Arthur Herman, a historian and Senior Fellow at the Hudson Institute, takes to the pages of the National Review to offer up some really weak arguments against removing statues of Confederate leaders and generals. Let’s take them one at a time.
First of all, these are not “Confederate monuments.” They are monuments to the dead, soldiers who fought and often died for the Confederate cause.
Really? Seriously? They’re not “Confederate monuments,” they’re just monuments to those who led and died for the Confederate cause? And you were a finalist for a Pulitzer Prize in history making arguments that bad?
These monuments were dedicated to memorialize the courage and sacrifice that these Southern men and, in some cases, women (one of the sculptures in Baltimore pulled down earlier this week was dedicated “to the Confederate women of Maryland”) brought to a cause that they believed at the time deserved the same “last full measure of devotion” that their Northern counterparts brought to theirs. Of course, some of those who paid for and erected these statues also believed that cause had been right, not wrong. (I’ll say more about that in a minute.) But in the final analysis, they are monuments to timeless virtues, not to individuals…
But again, this argument runs up against the monuments themselves. They’re not to leaders of the Ku Klux Klan or the architects of segregation or to George Wallace or Lester Maddox. They are monuments to Southern heroes whom the segregationists could cling to as unexceptionable symbols of Southern courage and heroism. The subtext was: When the South rises again, it will produce heroes like these again. Instead it got Theodore Bilbo and George Wallace and Robert Byrd; but that was not Lee or Jackson’s fault, any more than an American flag displayed at a KKK rally is a reason to ban the Stars and Stripes. In that sense, one could say that these statues and monuments were vice’s tribute to virtue, and Jim Crow’s tribute to dead heroes, because even Jim Crow knew they represented human qualities — duty, honor, valor, sacrifice — that transcend race, color, and political ideology.
Great, so when do we start putting up statues of German, Italian and Japanese leaders from World War II? I mean, if it’s about “timeless virtues” like duty, valor and courage, and is justified because the people fighting “believed at the time” that their cause deserved their devotion, is that not true of our enemies in that war as well? Surely the German, Italian and Japanese leaders and a great many of the soldiers as well “believed at the time” that they were on the side of the just and the righteous, and they undoubtedly displayed the same valor and courage in battle as the Confederates did. Or does it actually matter that they cause the Confederates fought for — slavery, and it is folly to pretend otherwise — was an undeniable evil, just as the fascist hatred that our enemies fought for in World War 2 was an undeniable evil, matter for something here?

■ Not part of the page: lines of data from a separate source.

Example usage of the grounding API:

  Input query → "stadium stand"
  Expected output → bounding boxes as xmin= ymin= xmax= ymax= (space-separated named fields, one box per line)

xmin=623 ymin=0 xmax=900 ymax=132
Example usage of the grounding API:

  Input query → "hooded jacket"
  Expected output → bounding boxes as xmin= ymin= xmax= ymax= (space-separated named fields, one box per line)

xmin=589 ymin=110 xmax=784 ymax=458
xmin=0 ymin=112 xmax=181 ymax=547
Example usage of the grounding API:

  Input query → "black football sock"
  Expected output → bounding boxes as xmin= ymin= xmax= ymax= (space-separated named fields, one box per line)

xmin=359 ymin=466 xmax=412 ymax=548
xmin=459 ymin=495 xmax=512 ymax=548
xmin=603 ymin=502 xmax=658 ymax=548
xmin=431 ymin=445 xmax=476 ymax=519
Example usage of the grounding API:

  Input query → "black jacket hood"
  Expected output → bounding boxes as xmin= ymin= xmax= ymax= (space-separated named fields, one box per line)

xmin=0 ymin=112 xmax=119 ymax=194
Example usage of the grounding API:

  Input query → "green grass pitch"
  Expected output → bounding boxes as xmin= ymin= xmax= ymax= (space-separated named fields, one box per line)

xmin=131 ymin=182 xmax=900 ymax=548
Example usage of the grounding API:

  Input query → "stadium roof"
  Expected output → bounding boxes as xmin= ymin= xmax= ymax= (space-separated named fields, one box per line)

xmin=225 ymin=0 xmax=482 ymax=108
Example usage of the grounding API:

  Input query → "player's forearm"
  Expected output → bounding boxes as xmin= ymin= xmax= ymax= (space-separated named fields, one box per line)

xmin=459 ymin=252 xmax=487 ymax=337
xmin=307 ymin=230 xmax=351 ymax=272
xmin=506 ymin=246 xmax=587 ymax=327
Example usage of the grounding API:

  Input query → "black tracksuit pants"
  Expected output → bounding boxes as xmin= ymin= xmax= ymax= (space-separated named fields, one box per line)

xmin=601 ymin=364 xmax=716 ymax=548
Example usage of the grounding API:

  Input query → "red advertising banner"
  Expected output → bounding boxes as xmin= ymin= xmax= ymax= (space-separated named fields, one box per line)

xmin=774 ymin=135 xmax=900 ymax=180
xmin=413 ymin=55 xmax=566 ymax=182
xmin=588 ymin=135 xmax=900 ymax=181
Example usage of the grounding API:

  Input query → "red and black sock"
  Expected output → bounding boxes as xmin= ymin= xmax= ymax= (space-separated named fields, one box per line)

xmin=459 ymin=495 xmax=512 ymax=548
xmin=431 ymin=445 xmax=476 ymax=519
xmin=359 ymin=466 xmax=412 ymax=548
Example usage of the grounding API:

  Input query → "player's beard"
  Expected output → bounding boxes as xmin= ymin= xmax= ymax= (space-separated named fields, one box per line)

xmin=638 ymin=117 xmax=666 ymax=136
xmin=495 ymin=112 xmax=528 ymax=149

And in fact, some of those statues are to leaders of the KKK. There are many statues of Nathan Bedford Forrest, who was both a Confederate general and one of the first leaders of the KKK. The KKK was founded by six former Confederate officers, including Gen. George Gordon. So would Herman be okay with removing the statues of those gentlemen? If so, his argument about honoring timeless virtues must be set aside. And if not, then his argument that the statues aren’t really of racists but of heroic leaders must be set aside. And let us bear in mind that the entire cause of the civil war was inherently a white supremacist cause.
Nor are they monuments to “traitors.” Abraham Lincoln set that issue aside as soon as the war ended, by making it clear that there would be no trials or punishments for the rebels who had fought for the Confederacy and that the national agenda would be reconciliation, not retribution, in order that Americans might come together again as one nation, indivisible.
A technical but irrelevant argument. The fact that Lincoln decided not to prosecute them as traitors doesn’t mean they were not, in fact, traitors. They were. And they were traitors in order to preserve the right to own their fellow human beings and to commit the most horrific of abuses upon them, something Herman ignores completely. I don’t know how that could not be relevant, but he doesn’t seem to think it is. These are just bad arguments.